A poche centinaia di metri la sede del parco di Porto Conte, il supremo vigilante di quello scrigno di territorio. Nessuno, a quanto si sente in giro, si è accorto di nulla. Il pino superstite, o ginepro che sia, interrogato sull’accaduto non ha voglia di parlare, non scuce parola. Se ne sta lì triste e sconsolato, esposto ai venti provenienti dal mare. “Potevano recidere anche me. Per quale disegno imperscrutabile mi hanno lasciato in vita; quale il senso di tutto ciò?”, si domanda senza trovare risposta. “Una provocazione. È stata una provocazione”, gli risponde l’arguto maresciallo della forestale, che indaga. Dagli uffici del Parco avrebbero potuto lanciargli un urlo, per fermarli: “Fermatevi, che fate, siete fuori di senno?”. Quell’urlo, se ci fosse stato, lo avrebbero sentito sino ad Alghero, a S. Anna, sede del Comune, e forse si sarebbero fermati.

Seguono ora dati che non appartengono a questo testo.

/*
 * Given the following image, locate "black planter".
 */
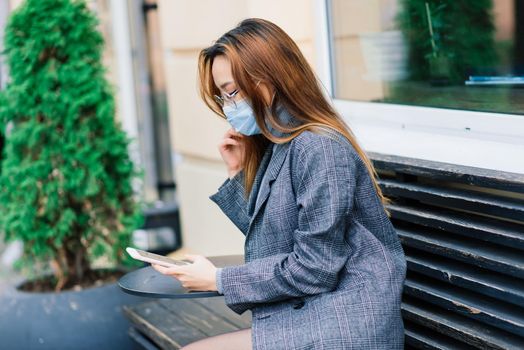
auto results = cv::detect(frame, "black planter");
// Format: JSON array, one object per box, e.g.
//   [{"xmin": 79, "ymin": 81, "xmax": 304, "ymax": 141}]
[{"xmin": 0, "ymin": 275, "xmax": 151, "ymax": 349}]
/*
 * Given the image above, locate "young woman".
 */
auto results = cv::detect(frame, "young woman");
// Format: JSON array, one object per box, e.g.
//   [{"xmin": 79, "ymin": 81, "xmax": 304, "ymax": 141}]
[{"xmin": 152, "ymin": 18, "xmax": 407, "ymax": 350}]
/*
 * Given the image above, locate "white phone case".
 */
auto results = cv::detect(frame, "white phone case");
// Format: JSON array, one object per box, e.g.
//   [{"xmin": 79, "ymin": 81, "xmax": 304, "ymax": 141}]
[{"xmin": 126, "ymin": 247, "xmax": 191, "ymax": 268}]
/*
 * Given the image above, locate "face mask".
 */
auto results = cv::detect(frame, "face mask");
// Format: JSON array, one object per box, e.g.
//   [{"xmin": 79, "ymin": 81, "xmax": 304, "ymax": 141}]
[{"xmin": 223, "ymin": 99, "xmax": 262, "ymax": 136}]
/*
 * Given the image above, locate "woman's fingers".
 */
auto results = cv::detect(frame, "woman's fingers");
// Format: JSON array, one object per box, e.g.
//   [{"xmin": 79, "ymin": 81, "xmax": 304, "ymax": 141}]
[
  {"xmin": 182, "ymin": 254, "xmax": 199, "ymax": 262},
  {"xmin": 151, "ymin": 263, "xmax": 185, "ymax": 276},
  {"xmin": 152, "ymin": 255, "xmax": 217, "ymax": 291},
  {"xmin": 225, "ymin": 128, "xmax": 243, "ymax": 138},
  {"xmin": 220, "ymin": 138, "xmax": 240, "ymax": 147},
  {"xmin": 224, "ymin": 129, "xmax": 245, "ymax": 144}
]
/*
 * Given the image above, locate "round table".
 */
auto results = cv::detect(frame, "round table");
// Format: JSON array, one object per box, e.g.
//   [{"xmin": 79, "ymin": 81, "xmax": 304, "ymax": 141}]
[{"xmin": 118, "ymin": 254, "xmax": 244, "ymax": 298}]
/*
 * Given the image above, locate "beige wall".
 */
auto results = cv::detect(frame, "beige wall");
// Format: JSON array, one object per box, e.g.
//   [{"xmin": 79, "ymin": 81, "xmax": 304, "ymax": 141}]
[
  {"xmin": 8, "ymin": 0, "xmax": 22, "ymax": 9},
  {"xmin": 157, "ymin": 0, "xmax": 316, "ymax": 256}
]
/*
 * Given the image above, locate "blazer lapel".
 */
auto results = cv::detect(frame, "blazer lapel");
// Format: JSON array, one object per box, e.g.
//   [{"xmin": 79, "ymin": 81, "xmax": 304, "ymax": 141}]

L’area sul mare, davanti all’Hotel Capo Caccia a Porto Conte nella rada di Alghero, è ampiamente e severamente tutelata. Dopo un periodo storico di non incolpevole permissivismo – quando l’uomo ha cominciato a lasciar libera la sua bramosia di espandersi a scapito della natura più preziosa – il sito è stato sottoposto a una benedizione laica impartitagli con i crismi delle leggi, dei decreti e dei piani, da ultimo il Ppr, per sottrarlo agli atti sacrileghi, in termini di paesaggio, dell’uomo. Chi ha violato la legge? O, ancor più grave, chi si è inserito furbescamente negli interstizi dei decreti e dei piani per lasciarsi andare a quella nevrotica opera devastatrice? Anche il più spregiudicato dissacratore del paesaggio sa lavorare, oggi, di cesello presentandosi come “rimodellatore” della natura. A Cagliari, nel palazzo del Consiglio regionale, sede della funzione legislativa dei sardi, si apprestano, a giorni, a modificare in parte quei piani e quei decreti a colpi di articoli di legge. “Prepari cemento e cazzuola, ora arriviamo noi”, promise qualche anno fa un presidente in pectore della Regione a un suo elettore. Ci risiamo, e ciò che è avvenuto nei giorni scorsi a Porto Conte è interpretato da qualcuno come un segno del mutar dei tempi. Speriamo si sbagli.